Prize-winning yachts from the 2019 EYOTY (European Yacht of the Year) included a surprise win for the Liteboat trailable rowing/sailing/camping Lite XP. Based in Lorient, Brittany, the company sells nearly 100 rowing skiffs per year, but the founder is a fan of sail and has taken a whole new approach to this vessel. Lightweight and uncomplicated to sail and rig, the cabin sleeps two and there is an optional cockpit tent. Designed to be sailed in coastal conditions (RCD Cat C), the Lite XP comes with removable wheels that enable her to be rolled ashore for the night. There is currently no UK dealer, but we have been invited back to Germany (and Lorient) to test one: watch this space.
The Nimbus Weekender 9, Nordkapp Noblesse 660 were also EYOTY winners in their categories and the annual innovation award went to Garmin for its Panoptix livescope system – we will be reviewing that in the near future.

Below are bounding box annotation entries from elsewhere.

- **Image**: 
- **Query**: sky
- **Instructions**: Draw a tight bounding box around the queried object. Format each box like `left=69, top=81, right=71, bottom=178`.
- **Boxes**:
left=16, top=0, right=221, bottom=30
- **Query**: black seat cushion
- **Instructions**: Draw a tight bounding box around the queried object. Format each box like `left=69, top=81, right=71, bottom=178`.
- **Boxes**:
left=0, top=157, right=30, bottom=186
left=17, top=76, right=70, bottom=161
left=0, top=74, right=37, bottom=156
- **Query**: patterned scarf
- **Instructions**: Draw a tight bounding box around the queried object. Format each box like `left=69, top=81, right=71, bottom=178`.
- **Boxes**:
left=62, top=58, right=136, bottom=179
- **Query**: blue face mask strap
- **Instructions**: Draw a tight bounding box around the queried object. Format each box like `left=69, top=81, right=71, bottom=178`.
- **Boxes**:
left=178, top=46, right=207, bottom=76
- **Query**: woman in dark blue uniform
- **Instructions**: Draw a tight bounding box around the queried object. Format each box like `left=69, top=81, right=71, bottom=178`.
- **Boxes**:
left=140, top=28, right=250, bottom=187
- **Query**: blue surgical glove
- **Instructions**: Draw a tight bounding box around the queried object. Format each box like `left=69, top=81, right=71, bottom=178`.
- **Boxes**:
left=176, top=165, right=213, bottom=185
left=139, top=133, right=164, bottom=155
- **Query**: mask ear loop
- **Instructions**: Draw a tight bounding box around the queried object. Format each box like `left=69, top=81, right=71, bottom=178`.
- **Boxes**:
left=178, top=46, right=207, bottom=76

Raymarine/FLIR announced its new ‘hands-free’ docking system, which will be fitted to the Prestige brand of powerboats starting later this year. The five cameras will act like parking sensors in a car and control the thrust via the joystick system.
Dusseldorf Yacht Club – founded 1908
Southampton, Cannes, Annapolis, Miami and Genoa all boast big yacht clubs as well as big boat shows. But what about the Dusseldorf Yacht Club?
Situated on the east bank of the Rhine and over 150 miles from the North Sea (by car), the 400 committed members of DYC face significant challenges in pursuit of their sailing enjoyment.
The mighty river, which rises in the Swiss Alps, flows north at up to 6.5 knots when the water is high; 3.5 knots at normal water levels.
The main sailing area is on the shallower west bank where the current is less severe, but as one member explained to me: “You sail as fast as you can just to stay still!”
The river is 400m wide but the sailing area is also limited by the clearance under the road bridge to the north (Flughafenbrucke) and another to the south (Teodor-Heuss Brucke), both of which are designed for large river cruisers and barges to go under, but not the mast of the H-Boat – the one-design keelboat raced at the club.
But as with many inland sailing clubs – quite a lot of the members sail elsewhere. In early summer, each year, a group of members will de-rig a small fleet of the H-Boats and head north to set up base for the season on the Dutch inland seas. Then at the end of the season they will be towed individually back to Dusseldorf by the powerful barges that still ferry tons of goods and raw materials up and down the Rhine.
Then in early December, club members put on a thank-you party for the bargemen, many of hwom live aboard their vessels, and give gifts to the children. “It is our way of saying thank-you, but also a gift to encourage them in the future to use their power so that we can sail.”
The club also owns a lake where they teach children to sail in Optimists and Lasers, plus there is a club yacht, an X-442, that lives in Greece and is available to members.
Worth a visit from UK?
Definitely! There is so much to see and do here for children, adults, families and of course every type of boat and water activity enthusiast. Tickets cost €14 per day and if booked well in advance, flights are very cheap from half a dozen UK airports. Warning: unless you have been before you will need at least two days at the show!